Dec 18 2018
Industry research company IBISWorld expects that the rising cost of living and sluggish wage growth will drive many consumers to purchase Christmas gifts using buy now pay later services this festive season.
According to IBISWorld, services such as Afterpay, zipPay and Openpay have surged in popularity over the past year. These services are likely to support Christmas spending, as they will allow consumers to stretch their tighter-than-usual Christmas spending budget.
“Traditional credit cards still present an alternative way of purchasing Christmas gifts, but services such as Afterpay charge zero-interest on purchases and allow consumers to stretch out payments over the course of up to eight weeks without necessarily taking on debt,” said IBISWorld Senior Industry Analyst Tommy Wu.

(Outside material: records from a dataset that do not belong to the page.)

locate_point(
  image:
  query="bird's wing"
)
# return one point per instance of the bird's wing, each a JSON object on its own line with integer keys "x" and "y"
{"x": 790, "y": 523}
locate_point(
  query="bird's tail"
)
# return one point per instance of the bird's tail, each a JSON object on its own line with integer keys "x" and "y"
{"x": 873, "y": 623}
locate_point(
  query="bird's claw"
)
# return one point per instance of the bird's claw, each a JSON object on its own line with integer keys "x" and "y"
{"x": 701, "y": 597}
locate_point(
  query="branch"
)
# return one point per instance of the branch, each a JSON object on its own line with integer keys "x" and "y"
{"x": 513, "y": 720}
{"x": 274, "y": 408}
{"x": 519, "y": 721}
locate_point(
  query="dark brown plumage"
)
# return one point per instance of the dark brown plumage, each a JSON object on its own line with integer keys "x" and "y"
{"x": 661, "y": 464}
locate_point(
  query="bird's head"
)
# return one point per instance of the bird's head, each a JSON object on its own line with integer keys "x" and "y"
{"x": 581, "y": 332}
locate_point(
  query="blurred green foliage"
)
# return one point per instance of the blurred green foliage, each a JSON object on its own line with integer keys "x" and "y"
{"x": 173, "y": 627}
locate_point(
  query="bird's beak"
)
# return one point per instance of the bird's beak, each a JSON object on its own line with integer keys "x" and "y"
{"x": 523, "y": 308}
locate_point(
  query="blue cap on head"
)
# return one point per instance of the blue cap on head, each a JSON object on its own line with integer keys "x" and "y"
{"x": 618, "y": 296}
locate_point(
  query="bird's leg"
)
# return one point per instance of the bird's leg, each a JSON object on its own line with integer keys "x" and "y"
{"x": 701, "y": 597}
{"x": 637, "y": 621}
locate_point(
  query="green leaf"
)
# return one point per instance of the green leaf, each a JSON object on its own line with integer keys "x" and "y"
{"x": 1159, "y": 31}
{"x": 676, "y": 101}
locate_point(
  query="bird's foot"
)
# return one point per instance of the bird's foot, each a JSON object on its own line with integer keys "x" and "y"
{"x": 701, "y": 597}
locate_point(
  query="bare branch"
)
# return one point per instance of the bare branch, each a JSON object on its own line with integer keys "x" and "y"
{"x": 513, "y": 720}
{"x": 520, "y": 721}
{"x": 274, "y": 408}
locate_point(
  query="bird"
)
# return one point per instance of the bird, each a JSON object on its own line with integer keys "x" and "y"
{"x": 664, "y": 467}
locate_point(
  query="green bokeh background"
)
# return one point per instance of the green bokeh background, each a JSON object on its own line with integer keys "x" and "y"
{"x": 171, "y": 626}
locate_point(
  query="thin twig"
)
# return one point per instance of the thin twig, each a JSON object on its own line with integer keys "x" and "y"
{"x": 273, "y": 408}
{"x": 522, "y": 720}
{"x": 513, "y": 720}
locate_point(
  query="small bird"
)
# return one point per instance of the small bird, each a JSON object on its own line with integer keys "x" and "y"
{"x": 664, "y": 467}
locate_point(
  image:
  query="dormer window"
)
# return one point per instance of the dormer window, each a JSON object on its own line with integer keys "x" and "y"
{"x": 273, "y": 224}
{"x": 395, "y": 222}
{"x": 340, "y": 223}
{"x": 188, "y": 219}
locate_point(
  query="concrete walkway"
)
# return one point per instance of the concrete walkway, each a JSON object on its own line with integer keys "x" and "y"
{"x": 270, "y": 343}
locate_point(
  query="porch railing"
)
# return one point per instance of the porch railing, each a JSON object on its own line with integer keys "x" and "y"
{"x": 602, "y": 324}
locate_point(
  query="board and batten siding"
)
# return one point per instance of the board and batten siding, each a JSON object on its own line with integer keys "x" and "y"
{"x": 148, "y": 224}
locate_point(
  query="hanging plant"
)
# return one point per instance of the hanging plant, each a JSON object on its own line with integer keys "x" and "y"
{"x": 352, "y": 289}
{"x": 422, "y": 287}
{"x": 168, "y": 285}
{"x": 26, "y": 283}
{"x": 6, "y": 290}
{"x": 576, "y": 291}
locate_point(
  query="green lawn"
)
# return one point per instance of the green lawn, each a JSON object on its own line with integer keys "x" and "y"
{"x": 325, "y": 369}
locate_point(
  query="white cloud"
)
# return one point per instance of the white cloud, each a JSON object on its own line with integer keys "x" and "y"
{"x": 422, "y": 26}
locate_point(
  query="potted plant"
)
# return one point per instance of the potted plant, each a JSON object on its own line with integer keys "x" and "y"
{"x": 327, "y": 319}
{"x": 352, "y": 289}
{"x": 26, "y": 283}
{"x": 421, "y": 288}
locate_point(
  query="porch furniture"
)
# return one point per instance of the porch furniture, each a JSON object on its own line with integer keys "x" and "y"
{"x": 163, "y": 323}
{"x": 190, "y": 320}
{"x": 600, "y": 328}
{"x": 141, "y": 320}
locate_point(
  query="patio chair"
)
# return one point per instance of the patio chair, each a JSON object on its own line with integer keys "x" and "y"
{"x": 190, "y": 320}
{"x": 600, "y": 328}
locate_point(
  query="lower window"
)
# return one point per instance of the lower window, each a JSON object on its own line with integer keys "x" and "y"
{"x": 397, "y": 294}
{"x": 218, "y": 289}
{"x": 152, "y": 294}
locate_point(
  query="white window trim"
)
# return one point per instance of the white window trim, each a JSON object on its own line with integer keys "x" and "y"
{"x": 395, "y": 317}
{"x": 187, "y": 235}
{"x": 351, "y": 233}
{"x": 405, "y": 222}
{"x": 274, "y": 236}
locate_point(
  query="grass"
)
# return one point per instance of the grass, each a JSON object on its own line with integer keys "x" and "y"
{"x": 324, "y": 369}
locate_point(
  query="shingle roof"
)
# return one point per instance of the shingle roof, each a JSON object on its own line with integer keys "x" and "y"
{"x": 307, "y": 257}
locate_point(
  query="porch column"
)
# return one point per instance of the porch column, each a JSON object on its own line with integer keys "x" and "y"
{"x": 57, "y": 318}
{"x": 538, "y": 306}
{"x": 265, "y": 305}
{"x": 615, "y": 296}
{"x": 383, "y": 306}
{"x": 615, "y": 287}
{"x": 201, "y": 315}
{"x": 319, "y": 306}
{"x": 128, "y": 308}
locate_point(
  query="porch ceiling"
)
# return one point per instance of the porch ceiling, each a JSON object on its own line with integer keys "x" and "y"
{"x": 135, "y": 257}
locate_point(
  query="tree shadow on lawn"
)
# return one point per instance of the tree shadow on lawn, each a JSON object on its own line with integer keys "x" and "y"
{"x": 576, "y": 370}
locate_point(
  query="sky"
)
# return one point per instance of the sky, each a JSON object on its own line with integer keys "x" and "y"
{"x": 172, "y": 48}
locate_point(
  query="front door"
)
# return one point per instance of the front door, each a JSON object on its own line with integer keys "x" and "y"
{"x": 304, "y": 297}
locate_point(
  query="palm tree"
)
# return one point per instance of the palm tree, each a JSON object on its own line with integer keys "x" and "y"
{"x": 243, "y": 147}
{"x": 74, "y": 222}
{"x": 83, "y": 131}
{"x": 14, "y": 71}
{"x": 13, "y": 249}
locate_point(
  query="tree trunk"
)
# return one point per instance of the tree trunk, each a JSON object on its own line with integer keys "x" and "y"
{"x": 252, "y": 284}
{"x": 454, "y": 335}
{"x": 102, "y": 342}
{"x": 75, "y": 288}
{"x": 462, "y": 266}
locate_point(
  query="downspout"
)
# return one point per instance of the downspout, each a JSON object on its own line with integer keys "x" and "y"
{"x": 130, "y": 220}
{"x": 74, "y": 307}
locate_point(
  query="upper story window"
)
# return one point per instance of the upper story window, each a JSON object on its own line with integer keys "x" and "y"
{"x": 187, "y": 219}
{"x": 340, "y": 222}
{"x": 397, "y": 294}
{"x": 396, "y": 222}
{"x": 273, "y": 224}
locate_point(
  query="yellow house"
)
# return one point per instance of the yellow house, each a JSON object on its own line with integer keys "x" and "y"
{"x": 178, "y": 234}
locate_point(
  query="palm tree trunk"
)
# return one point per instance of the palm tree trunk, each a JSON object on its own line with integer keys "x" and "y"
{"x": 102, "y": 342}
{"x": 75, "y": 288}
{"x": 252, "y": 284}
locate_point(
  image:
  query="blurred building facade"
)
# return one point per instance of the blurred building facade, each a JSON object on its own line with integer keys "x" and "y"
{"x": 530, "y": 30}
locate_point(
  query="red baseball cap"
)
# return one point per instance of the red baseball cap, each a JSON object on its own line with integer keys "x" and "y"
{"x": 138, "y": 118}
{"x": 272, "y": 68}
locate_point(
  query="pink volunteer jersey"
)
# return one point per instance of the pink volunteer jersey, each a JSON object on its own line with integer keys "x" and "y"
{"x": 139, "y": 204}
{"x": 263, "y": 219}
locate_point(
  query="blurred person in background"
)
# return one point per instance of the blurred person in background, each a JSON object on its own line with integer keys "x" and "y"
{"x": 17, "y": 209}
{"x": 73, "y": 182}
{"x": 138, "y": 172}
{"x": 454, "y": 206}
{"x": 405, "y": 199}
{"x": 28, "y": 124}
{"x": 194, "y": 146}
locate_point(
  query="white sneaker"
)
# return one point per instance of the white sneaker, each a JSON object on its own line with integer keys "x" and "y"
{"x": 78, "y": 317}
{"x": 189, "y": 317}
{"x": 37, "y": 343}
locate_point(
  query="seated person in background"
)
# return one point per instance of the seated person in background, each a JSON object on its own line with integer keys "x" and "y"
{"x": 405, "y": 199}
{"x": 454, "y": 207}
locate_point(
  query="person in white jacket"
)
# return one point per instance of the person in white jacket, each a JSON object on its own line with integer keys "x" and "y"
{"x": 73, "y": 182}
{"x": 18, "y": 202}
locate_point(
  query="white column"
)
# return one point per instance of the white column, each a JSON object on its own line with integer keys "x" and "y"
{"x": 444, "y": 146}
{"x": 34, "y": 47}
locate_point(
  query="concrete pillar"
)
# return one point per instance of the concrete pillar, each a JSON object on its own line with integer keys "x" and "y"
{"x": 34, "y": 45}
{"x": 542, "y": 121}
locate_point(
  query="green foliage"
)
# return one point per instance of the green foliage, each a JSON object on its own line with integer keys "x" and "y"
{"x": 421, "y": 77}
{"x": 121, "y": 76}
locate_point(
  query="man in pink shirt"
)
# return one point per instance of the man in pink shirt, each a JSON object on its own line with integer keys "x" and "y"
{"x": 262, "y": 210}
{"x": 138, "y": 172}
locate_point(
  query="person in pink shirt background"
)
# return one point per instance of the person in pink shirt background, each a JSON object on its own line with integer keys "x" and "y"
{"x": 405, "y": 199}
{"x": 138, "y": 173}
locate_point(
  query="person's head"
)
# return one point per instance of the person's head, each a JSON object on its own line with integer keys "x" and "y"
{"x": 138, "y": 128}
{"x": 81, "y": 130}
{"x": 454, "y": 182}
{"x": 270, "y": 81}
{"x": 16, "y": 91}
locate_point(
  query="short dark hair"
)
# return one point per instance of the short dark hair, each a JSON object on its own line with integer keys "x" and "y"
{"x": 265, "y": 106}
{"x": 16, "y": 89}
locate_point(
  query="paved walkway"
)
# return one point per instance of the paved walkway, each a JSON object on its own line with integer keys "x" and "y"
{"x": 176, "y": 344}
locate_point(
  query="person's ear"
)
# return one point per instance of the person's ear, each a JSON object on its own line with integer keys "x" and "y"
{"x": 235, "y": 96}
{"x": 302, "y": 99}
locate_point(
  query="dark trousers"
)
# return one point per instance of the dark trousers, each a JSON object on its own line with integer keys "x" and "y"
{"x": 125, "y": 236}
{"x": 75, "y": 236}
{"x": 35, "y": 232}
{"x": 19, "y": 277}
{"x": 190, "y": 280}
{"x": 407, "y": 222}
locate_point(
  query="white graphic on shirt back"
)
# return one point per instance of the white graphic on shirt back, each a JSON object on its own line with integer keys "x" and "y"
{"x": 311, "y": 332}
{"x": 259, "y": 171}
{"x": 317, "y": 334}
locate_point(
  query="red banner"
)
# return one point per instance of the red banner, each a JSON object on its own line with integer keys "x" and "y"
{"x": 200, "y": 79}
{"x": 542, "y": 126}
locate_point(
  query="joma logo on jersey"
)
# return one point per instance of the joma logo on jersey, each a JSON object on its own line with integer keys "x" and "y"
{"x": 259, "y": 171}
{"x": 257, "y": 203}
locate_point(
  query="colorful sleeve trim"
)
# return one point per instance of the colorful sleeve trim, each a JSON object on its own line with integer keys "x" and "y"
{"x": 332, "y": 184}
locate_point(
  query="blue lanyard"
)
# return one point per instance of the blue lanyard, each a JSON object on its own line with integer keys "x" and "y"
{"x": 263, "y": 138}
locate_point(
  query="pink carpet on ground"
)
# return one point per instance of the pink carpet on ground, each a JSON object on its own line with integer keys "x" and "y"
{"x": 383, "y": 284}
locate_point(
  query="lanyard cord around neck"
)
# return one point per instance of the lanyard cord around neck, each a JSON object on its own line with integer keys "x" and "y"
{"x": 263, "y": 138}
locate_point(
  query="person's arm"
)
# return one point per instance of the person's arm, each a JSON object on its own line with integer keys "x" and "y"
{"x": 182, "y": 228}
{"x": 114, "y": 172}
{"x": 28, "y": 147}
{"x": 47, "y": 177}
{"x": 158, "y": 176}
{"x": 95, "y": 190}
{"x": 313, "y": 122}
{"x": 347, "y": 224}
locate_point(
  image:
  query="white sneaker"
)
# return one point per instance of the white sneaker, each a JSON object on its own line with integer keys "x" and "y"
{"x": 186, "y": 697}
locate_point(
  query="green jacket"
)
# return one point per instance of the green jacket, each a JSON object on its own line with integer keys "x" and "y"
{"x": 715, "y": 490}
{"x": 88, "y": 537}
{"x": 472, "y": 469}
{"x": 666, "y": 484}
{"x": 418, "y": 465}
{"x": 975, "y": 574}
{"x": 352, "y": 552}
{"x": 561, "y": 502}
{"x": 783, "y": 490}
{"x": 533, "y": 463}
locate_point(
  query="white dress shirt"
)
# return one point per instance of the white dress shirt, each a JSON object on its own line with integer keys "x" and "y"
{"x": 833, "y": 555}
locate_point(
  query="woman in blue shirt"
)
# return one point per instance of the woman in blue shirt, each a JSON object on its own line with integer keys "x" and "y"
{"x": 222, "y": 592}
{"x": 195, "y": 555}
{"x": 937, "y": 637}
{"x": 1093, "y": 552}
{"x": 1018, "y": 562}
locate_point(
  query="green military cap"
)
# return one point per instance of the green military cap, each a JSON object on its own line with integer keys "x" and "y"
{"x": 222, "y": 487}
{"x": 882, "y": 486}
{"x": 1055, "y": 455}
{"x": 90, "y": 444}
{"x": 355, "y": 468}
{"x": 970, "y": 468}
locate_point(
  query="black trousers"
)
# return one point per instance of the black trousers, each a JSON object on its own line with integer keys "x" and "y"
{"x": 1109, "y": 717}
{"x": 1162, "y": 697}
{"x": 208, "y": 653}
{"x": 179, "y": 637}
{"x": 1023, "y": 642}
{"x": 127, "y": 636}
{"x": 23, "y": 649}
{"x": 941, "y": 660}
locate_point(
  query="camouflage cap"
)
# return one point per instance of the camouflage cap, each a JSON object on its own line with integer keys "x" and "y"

According to Afterpay, sales processed through its services surged 289% over the year through 2017-18, to total $2.2 billion, and it was used for approximately 25% of total online fashion retailing sales by volume.
While Afterpay’s model relies primarily on merchant fees – a mix of percentage and fixed-fee costs charged to merchants on customer orders – it has recently come under scrutiny for the late fees charged to customers who miss their instalment payments. Merchant fees account for just over three-quarters of its revenue, while the remainder is comprised of late fees.
“ASIC’s recent review into the buy now pay later sector found that over half of consumers using these services spent more than they otherwise would have without the service. The review also showed that about one in six users of these services delayed a bill payment, borrowed additional money or became overdrawn to make a scheduled repayment,’ said Mr Wu.
The report also found that approximately 60% of consumers using these services were aged between 18 and 34 years old and about two in five users earned less than $40,000 a year.
“ASIC does not oversee buy now pay later companies under the National Credit Act, and these services are also not regulated as credit providers because they do not charge interest. However, the review has identified the need for oversight for buy now pay later services that may be negatively affecting consumers,” said Mr Wu.
Buy now pay later services are expected to continue rising in popularity as more retailers and consumers adopt them. Already, over 20,000 online retailers use some form of buy now pay later service.
“These services have become deeply integrated into the Australian retail sector over the past year, to the extent that many consumers now think of them as just another form of payment. Buy now pay later services have increased millennials’ retail spending by circumventing their aversion to credit,” said Mr Wu.
According to IBISWorld, consumers tend to use buy now pay later services for smaller purchases so they are not expected to replace the credit cards that people still use to buy big-ticket items. However, now that Afterpay has become so deeply ingrained in everyday life that it is used as a verb, the growth of buy now pay later services shows no sign of slowing.